Olivier is the master of taking all the tropes of 1950's Couture and, without losing the integrity of the original shapes and silhouettes, rendering them with such lightness and delicacy that the end result often times ended up looking more contemporary than a pair of jeans and a t-shirt (and since his tenure at Theory, Olivier has certainly proved that he's capable of making a mean pair of jeans, too)!

A missed opportunity, in my opinion.

but then Olivier went and went nuts at Nina Ricci. he's a designer who needs strict guidelines, limits, within which he can flourish. give him free reign, like with Haute Couture, and he'd create entirely unwearable collections, which of course would make for great shows. but they wouldn't sell.
 
I definitely agree, what on earth happened since last season?

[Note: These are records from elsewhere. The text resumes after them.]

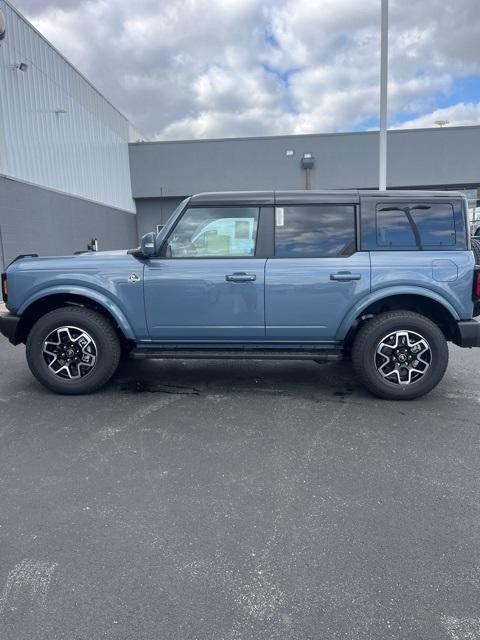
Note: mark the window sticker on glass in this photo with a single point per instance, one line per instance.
(279, 217)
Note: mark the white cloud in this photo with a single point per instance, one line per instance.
(457, 115)
(206, 68)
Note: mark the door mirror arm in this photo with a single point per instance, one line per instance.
(147, 248)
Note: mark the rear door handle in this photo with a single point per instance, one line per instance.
(241, 276)
(345, 276)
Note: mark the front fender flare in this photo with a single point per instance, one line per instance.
(101, 299)
(381, 294)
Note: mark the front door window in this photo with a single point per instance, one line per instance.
(220, 232)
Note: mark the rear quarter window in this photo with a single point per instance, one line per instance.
(409, 225)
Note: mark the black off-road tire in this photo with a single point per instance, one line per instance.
(476, 250)
(107, 344)
(374, 331)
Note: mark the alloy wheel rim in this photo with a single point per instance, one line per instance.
(403, 357)
(70, 352)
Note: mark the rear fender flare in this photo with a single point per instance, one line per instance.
(350, 318)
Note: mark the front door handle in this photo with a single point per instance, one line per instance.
(241, 276)
(345, 276)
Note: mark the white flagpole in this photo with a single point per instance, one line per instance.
(382, 159)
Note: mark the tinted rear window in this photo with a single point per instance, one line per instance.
(317, 231)
(415, 225)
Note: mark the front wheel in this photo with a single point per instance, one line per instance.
(400, 355)
(73, 350)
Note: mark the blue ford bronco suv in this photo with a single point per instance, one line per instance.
(385, 279)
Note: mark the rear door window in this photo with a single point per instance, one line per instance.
(318, 231)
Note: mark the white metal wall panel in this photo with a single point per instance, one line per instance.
(56, 129)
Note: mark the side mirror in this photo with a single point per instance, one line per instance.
(147, 244)
(146, 248)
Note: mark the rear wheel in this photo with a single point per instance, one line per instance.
(73, 350)
(400, 355)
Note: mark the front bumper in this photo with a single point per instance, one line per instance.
(9, 326)
(468, 334)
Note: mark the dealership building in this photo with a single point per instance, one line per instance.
(72, 167)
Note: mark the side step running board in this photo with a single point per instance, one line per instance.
(320, 355)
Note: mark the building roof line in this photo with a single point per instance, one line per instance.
(303, 136)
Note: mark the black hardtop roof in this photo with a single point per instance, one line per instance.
(326, 195)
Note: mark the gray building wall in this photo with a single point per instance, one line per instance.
(421, 157)
(165, 172)
(47, 222)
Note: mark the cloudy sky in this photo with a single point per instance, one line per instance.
(222, 68)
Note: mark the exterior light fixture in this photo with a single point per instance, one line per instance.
(308, 162)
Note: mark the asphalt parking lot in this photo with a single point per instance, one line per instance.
(238, 500)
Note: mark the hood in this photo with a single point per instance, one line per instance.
(86, 259)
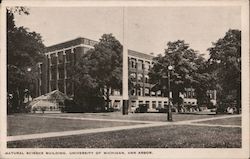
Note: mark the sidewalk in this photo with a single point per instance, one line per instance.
(145, 124)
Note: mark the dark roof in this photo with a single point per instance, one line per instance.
(70, 43)
(140, 55)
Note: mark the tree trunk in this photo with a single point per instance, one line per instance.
(107, 98)
(238, 99)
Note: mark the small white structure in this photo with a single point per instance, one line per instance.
(52, 102)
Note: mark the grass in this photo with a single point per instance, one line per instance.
(157, 137)
(20, 124)
(138, 116)
(228, 121)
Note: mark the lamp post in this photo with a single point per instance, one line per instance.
(170, 68)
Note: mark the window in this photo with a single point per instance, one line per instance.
(61, 86)
(152, 93)
(53, 73)
(153, 104)
(87, 41)
(140, 102)
(132, 63)
(68, 55)
(139, 64)
(61, 72)
(53, 59)
(140, 77)
(146, 79)
(139, 92)
(133, 76)
(147, 66)
(146, 91)
(159, 104)
(165, 104)
(60, 57)
(133, 104)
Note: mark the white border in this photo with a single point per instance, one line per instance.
(157, 153)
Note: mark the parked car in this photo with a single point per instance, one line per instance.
(143, 108)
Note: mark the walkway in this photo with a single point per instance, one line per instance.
(146, 124)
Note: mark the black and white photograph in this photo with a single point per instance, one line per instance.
(125, 80)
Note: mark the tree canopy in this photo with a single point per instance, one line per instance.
(186, 63)
(225, 65)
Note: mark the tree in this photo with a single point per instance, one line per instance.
(225, 60)
(24, 50)
(99, 70)
(186, 64)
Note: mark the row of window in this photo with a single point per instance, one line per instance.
(140, 77)
(146, 91)
(155, 104)
(139, 65)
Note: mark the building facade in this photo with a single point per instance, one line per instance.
(55, 74)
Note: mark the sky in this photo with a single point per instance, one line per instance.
(148, 29)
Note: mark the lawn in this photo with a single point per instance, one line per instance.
(21, 124)
(228, 121)
(181, 136)
(137, 116)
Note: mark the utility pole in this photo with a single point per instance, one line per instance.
(125, 96)
(169, 95)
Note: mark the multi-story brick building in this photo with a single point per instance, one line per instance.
(54, 74)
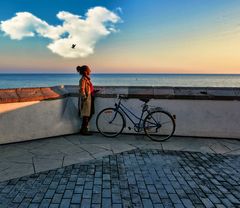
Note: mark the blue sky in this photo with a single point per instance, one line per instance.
(158, 36)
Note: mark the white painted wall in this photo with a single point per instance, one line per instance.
(41, 119)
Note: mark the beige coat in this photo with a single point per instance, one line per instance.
(85, 93)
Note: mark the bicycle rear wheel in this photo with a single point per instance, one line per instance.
(159, 125)
(110, 122)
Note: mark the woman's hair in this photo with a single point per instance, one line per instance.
(82, 69)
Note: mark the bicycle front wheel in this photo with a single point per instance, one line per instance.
(159, 125)
(110, 122)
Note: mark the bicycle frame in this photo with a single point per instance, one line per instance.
(124, 110)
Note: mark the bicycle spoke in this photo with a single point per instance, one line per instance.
(159, 125)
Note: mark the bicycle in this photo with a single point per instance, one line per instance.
(158, 124)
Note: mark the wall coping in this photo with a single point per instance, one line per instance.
(58, 92)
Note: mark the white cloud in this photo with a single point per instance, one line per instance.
(84, 32)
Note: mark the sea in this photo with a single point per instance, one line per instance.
(155, 80)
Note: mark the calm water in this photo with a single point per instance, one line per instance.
(43, 80)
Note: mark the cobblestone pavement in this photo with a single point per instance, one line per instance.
(136, 178)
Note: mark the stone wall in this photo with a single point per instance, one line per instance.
(32, 113)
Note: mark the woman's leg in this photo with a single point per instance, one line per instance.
(84, 128)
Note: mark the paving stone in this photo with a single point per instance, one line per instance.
(136, 178)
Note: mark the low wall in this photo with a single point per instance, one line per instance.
(32, 113)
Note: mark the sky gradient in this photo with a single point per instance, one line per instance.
(147, 36)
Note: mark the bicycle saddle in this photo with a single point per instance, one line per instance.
(145, 100)
(123, 96)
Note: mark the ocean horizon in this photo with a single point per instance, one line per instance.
(24, 80)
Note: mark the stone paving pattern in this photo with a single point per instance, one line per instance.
(35, 156)
(135, 178)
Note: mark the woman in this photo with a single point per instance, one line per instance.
(86, 104)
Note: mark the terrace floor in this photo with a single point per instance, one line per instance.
(127, 171)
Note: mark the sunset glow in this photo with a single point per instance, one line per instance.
(123, 36)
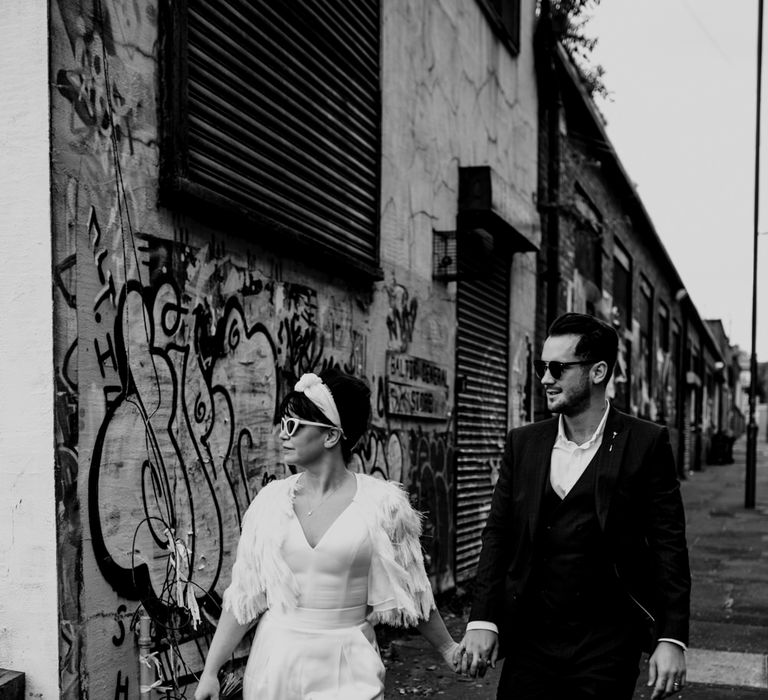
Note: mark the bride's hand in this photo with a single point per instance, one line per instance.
(451, 653)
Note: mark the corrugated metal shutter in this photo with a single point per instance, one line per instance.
(282, 116)
(482, 367)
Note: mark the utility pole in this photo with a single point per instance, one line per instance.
(751, 470)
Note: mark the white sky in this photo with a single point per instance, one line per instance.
(682, 74)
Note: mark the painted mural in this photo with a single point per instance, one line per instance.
(174, 346)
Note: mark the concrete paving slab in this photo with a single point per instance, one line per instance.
(729, 668)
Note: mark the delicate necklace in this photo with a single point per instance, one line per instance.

The pattern cutting looks appalling on these suits, and they're the staple pieces that Raf is pushing for his Dior!
I also agree with the cheap comments - it's the fabric choice plus the dodgy pattern cutting. The layered outfits are terribly thrown together.
On the other hand, someone else was draping the gowns, thank god, and they are beautifully constructed.


I have to admit I adored looks 12, 13, 28, 34, 36, 37, 43, and I liked look 40, even though the only thing special was the embroidery. I just couldn't believe that the staple pieces he's trying to push were tailored worse than Stella Mccartney's clothes. Especially after how amazing the one Julia Nobis wore at Fall couture was tailored. I honestly can't believe people liked this collection SO much. Looks 30 and 31 are understated pieces from Fall 2011 couture. These are all shapes that he's used before.
 
I wonder which Cathy Hoyrn is referring to the 'a daytime suit in three pieces'.
 
This is true Dior! The cut the silhouette the vision!
Christian Dior loved flowers, and this is a perfect homage to Monsieur Dior!
The craftmanship in this clothes are beyond stellar, thoose intricate details are heaven, alll of thoose looks looks soo well made soo beautiful!
What an inspirational collection, every single look is perfection! Raf is doing soo well!
The Galliano extravaganza was that decade of decadance at Dior, now we passed it, and we're back to the Dior roots, and this is going in the right direction!
BEAUTIFUL SHOW!
 
I don't like the flower embroidery - not because they're flower embroidery, but because they're ugly flower embroidery. The dangling fabrics on some of the skirts and short dresses just seem trite and not true to the original draped pieces from Dior's archive. Those suits would look good if it weren't for the bad tailoring - this is haute couture, no? The wedding dresses, the lips on the models and the helmet veils screamed Alexander McQueen F/W 2009 to me rather than anything Dior. It's got that trying-too-hard feel to it.

However, I do think this is his best collection yet for the house. There were some beautiful pieces. Take away the weird make up and the rather boring cast, and I think this would've been a slightly better show.
 
the last few dresses are just heavenly.
 
all the references to theyskens while not completely off-base,i actually feel there's more of a real belgian school of thought here....something akin to that kind of romanticism and thoughtfulness many of the designers are known for. the respect of history. some areas certainly could use some fine tuning but all things considered,for this to be his very first HC collection ever,i say it's incredibly well done. maybe being a bit too hard on the guy here???
 
I think I need sometimes to adjust with new Dior's aesthetic, the collection wasn't half bad to me; the column dresses were stunning, the strong silhouette and even the deliciously colors, everything was truly crafted. However, maybe Galliano still affects to me somehow, I missed the drama and story of the collection, I feel Gallioano's clothes have their own lives and characters.
 
I like it but I can't help but feel as if some of it looks incredibly outdated, I can't be the only one thinking this. :blink:
 
I'm conflicted.
After all these years of amazing jobs RS had been doing in Jil Sander,I thought he would be a wonderful fit for Dior.
But now I'm more sure than ever:
Maybe Raf should go back to do what he's best at,menswear.